In order for the experiments with the scanning tunnelling microscope to succeed, the physicists require samples with almost flawless surfaces: the atoms must also align themselves on the surface to form the same, completely regular lattice as is found in the bulk of the sample. The Dresden-based researchers produce these sample surfaces by bonding a tiny stamp smaller than the head of a knitting needle onto their samples. They then knock off the stamp with a precisely executed blow from a punch – and hope that the stamp takes a portion of the sample with it, leaving behind a clean surface with a regular composition. This is now a matter of routine for the researchers.

The only question that remains concerns the site at which the sample breaks. This determines the composition of the surface created.
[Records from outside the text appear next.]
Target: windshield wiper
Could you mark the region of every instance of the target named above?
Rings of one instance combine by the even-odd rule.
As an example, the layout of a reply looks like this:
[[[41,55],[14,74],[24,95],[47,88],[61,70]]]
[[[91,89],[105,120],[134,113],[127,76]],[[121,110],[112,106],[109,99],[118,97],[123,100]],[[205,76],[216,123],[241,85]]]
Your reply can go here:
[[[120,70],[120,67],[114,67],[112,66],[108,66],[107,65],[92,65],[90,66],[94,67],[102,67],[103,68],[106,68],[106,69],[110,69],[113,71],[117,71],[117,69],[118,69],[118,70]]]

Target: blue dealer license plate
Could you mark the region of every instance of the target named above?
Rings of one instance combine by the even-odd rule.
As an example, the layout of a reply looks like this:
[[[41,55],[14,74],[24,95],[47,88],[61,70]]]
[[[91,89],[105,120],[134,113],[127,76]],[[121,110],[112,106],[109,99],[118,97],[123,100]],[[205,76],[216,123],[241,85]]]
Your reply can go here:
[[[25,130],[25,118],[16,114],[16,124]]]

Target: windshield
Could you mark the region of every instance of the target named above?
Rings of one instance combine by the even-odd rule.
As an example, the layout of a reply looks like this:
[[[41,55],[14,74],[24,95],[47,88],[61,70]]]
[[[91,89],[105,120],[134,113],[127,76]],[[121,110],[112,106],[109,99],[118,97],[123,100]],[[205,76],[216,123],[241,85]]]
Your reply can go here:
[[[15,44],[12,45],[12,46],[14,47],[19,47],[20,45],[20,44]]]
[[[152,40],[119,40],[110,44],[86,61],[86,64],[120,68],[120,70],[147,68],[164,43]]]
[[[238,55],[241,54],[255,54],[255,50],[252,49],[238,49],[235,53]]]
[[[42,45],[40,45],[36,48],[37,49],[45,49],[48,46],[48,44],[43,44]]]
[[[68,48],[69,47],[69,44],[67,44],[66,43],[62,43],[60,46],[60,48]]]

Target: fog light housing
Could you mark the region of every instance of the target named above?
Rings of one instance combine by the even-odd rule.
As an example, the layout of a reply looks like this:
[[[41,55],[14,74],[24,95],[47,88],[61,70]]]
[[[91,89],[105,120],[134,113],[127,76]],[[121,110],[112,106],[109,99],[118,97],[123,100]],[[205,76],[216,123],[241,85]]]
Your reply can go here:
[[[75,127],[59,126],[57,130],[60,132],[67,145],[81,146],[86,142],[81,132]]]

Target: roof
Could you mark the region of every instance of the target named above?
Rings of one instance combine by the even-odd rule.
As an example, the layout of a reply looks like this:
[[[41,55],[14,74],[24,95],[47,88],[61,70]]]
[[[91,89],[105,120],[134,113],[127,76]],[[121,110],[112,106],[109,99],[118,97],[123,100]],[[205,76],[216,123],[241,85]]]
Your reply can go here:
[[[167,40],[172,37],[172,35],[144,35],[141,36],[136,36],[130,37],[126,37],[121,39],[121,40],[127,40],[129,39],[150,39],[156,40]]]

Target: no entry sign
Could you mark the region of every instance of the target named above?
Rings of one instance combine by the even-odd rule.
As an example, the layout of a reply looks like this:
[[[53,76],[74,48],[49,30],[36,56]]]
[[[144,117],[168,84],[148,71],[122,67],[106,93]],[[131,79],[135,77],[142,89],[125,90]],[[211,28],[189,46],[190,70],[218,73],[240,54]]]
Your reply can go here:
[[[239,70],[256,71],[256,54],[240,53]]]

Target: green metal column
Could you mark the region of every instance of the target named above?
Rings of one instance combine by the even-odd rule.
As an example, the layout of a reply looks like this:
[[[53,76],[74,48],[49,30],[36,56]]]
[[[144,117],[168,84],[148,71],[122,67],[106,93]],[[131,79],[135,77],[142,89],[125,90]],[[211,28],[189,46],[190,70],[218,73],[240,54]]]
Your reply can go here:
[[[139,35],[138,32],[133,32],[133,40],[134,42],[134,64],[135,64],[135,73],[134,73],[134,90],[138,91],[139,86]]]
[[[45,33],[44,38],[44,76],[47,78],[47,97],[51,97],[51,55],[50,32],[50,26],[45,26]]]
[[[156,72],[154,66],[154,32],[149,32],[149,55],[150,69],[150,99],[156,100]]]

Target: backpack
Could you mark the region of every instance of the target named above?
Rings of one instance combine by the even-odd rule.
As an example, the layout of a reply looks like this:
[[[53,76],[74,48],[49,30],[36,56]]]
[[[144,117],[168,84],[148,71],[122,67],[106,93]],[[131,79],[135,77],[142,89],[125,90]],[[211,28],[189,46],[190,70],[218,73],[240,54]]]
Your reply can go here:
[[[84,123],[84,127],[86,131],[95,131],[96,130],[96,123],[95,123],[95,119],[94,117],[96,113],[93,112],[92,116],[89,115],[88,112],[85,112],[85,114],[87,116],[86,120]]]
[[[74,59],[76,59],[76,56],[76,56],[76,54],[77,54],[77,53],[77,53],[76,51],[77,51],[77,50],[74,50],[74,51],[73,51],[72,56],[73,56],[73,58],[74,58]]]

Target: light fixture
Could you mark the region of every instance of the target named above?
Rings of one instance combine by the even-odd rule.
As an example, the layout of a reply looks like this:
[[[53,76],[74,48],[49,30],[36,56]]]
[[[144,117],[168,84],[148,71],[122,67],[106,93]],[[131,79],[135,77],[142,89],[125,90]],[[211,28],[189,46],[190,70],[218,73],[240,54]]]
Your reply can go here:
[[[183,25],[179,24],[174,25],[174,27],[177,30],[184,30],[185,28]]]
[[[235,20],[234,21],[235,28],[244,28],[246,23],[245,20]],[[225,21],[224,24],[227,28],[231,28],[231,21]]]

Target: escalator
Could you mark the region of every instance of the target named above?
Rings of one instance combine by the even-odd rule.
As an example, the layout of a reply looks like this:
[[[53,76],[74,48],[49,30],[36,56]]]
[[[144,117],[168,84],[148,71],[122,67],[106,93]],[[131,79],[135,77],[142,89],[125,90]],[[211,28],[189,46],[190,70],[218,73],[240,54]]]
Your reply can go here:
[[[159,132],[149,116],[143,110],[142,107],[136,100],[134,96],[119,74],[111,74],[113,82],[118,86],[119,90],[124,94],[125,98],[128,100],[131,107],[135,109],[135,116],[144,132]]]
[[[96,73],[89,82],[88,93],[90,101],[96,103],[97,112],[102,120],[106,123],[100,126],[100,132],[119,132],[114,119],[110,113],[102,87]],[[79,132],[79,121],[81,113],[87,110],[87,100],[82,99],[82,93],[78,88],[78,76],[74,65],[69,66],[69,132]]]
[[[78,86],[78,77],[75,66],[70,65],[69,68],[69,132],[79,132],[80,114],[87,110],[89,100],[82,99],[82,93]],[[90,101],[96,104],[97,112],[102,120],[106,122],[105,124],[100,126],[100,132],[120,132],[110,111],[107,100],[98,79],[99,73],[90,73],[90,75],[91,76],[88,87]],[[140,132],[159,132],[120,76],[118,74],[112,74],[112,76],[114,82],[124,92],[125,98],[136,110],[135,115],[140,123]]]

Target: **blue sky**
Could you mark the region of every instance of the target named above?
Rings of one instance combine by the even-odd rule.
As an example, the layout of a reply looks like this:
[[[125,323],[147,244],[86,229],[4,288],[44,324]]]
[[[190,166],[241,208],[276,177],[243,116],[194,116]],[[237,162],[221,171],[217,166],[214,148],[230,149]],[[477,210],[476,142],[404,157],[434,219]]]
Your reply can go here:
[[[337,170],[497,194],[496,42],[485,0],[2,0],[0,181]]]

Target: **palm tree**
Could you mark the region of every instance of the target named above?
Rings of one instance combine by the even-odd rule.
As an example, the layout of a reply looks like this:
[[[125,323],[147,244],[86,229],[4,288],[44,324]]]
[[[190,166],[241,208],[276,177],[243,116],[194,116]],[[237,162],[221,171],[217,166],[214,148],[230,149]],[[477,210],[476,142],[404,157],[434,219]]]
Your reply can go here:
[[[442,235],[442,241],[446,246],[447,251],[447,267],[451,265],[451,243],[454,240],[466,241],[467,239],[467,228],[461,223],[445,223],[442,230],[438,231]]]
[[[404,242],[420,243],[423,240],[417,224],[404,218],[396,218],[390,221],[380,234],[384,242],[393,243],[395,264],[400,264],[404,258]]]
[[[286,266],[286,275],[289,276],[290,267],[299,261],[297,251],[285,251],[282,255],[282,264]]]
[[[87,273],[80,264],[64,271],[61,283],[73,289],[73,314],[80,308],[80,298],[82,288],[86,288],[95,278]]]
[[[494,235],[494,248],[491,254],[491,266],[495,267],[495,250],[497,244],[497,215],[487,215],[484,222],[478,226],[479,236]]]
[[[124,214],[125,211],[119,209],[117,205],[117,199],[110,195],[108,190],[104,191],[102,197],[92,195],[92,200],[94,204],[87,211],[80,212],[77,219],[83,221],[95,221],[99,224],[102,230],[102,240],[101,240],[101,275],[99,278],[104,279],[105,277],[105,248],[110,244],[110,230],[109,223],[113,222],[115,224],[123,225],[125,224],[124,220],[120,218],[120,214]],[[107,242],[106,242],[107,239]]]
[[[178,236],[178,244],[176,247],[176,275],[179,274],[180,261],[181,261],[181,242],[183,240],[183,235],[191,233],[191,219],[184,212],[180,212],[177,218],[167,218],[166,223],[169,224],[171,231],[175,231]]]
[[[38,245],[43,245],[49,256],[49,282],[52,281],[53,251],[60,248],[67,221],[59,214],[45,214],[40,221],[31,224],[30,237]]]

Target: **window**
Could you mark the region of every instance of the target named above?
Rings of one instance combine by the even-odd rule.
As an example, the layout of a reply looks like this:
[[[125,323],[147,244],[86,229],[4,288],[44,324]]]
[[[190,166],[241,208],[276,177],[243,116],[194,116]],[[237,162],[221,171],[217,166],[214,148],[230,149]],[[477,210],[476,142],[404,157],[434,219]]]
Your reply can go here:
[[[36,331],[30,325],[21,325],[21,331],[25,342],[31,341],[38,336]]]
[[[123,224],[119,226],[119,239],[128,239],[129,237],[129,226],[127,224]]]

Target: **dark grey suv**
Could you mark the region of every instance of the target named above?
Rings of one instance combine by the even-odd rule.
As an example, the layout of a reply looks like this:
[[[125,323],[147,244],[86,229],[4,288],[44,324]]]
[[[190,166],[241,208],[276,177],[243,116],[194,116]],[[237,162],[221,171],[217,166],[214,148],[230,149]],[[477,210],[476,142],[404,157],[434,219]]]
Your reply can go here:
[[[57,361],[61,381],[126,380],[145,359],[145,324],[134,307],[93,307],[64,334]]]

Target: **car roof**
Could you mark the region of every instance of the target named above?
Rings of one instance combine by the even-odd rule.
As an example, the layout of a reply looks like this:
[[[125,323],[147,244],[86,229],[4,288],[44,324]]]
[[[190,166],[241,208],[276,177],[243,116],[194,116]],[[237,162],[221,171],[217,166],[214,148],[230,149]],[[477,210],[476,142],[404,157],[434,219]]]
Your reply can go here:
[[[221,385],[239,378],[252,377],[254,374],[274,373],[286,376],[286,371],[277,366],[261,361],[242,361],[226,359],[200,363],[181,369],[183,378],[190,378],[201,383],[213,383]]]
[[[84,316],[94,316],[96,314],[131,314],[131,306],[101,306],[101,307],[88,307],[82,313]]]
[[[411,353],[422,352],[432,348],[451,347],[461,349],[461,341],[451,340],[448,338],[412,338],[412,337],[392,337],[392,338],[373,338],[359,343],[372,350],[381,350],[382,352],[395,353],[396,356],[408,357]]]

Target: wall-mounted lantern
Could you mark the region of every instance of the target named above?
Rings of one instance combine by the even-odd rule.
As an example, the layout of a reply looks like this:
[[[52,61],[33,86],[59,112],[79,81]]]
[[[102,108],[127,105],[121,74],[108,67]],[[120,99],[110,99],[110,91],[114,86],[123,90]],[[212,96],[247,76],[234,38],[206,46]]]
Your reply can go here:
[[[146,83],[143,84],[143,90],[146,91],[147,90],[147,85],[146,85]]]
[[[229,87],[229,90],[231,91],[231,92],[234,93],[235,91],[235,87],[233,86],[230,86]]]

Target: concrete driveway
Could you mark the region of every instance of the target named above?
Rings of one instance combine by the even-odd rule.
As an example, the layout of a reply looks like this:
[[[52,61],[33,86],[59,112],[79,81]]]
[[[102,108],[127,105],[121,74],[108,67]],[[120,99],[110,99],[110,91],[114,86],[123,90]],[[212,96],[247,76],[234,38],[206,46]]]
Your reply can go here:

In scanning tunnelling microscope all atoms appear the same. Although there are a large number of methods to determine the type of atom, they are not available in the ultra-high vacuum chamber of the scanning tunnelling microscope, and to bring the sample from one instrument into another one would immediately contaminate the surface. The researchers in Dresden therefore use indirect means to deduce the composition of the surface. The crystal structure tells them that above an ytterbium layer there is a silicon layer, then a rhodium layer, another silicon layer and then an ytterbium layer again, after which the stacking sequence repeats itself. The bonds between the rhodium atoms and the silicon atoms which surround them do not break open, and the researchers know this. This means that the top atomic layer either consists of silicon or ytterbium atoms. In order to differentiate between the two layers, the researchers are assisted by the fact that even the best crystal is not perfect, and that ytterbium atoms are slightly bigger than silicon and rhodium atoms. Therefore, if a silicon or rhodium atom, which really does not belong there, is incorporated into an ytterbium layer every now and then, the defect can always be seen as a dent. A silicon layer, in contrast, has dents, as well as humps. And this was precisely the case in most of the samples examined by the scientists in Dresden. On a surface of around 30,000 atoms, the number of defects was limited to a mere 70 – the material was therefore ideal for determining the electronic properties of pure ytterbium rhodium silicide.